Andrea Weir Estrada is a Santa Barbara-based journalist whose work has appeared in newspapers and magazines across the country and around the world. In her debut novel, A Foolish Consistency, former lovers reconnect by chance in a hospital emergency room and find themselves struggling with their own personal histories of love and loss while also navigating the complex emotions of two children who are grieving the death of their mother.

When parents fall in love with someone other than their children’s mother or father, it can be difficult for everyone. How does your new novel A Foolish Consistency handle that theme?

With honesty. For children dealing with “replacement” parents the pain can be excruciating. They don’t have control over what’s happening in their lives and they don’t understand a lot of it anyway. Children often have difficulty putting their feelings into words, and that’s what I tried to do with A Foolish Consistency — take those feelings and put them into words adults can understand.

I’ve heard you say that while the book is a love story, it is emphatically not a romance novel. Talk a little about that distinction.

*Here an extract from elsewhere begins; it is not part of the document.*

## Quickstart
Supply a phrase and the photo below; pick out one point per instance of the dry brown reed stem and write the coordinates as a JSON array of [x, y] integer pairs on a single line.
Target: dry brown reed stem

A Foolish Consistency is a complex story about love and loss and the feelings that go with them. It most definitely has a romance component, but romance is not the primary element. The love story gives me the circumstances through which I can explore the children’s grief — as well as that of other family members — and how it is manifested in different areas of their lives.

A novel is such a complex undertaking, yet I understand you wrote the book without an outline. How did you manage that?

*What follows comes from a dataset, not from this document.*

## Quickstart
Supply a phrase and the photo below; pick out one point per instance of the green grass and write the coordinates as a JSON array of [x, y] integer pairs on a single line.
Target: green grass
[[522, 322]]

When I started writing the novel I didn’t have a storyline. I knew I wanted to explore particular themes and then I created a storyline around them. I had to put together a basic structure — two adults, one divorced, one a widower. And because I wanted the main female to have experienced the loss of a parent as a child and then be put in the position of becoming a stepmother (after a while), it was clear that she had to be divorced and the main male character had to be a widower with children. Once I had that structure, the rest developed very organically with one small section and then another and then another.

There are so many novels being published every year, it’s easy for a new one — especially if it’s a first book like yours — to get lost in the shuffle. How do you plan to help the book find its audience?

That really is a challenge. But in some ways the book sort of finds its own audience. I’ve found it very interesting that many people who’ve commented on it have indicated some aspect that resonates with them, and it’s often very different. One gentleman said the couple reconnecting after 25 years reminded him of his experience with his wife. Another person was reminded of her own childhood, and someone else, the loss of her husband. The book incorporates universal human themes that a lot of people can relate to. It’s been recommended as a great book club read, and word-of-mouth is proving to be huge.

Any other strategies?

I’d love to partner somehow with organizations whose work in some way relates to the themes in the book. For example, the genesis of the novel goes back to my time as a mentor with Hospice of Santa Barbara’s I Have a Friend Program. It’s a phenomenal program that’s hugely beneficial for both the children and the adults, and I’d welcome the opportunity to bring more attention to it.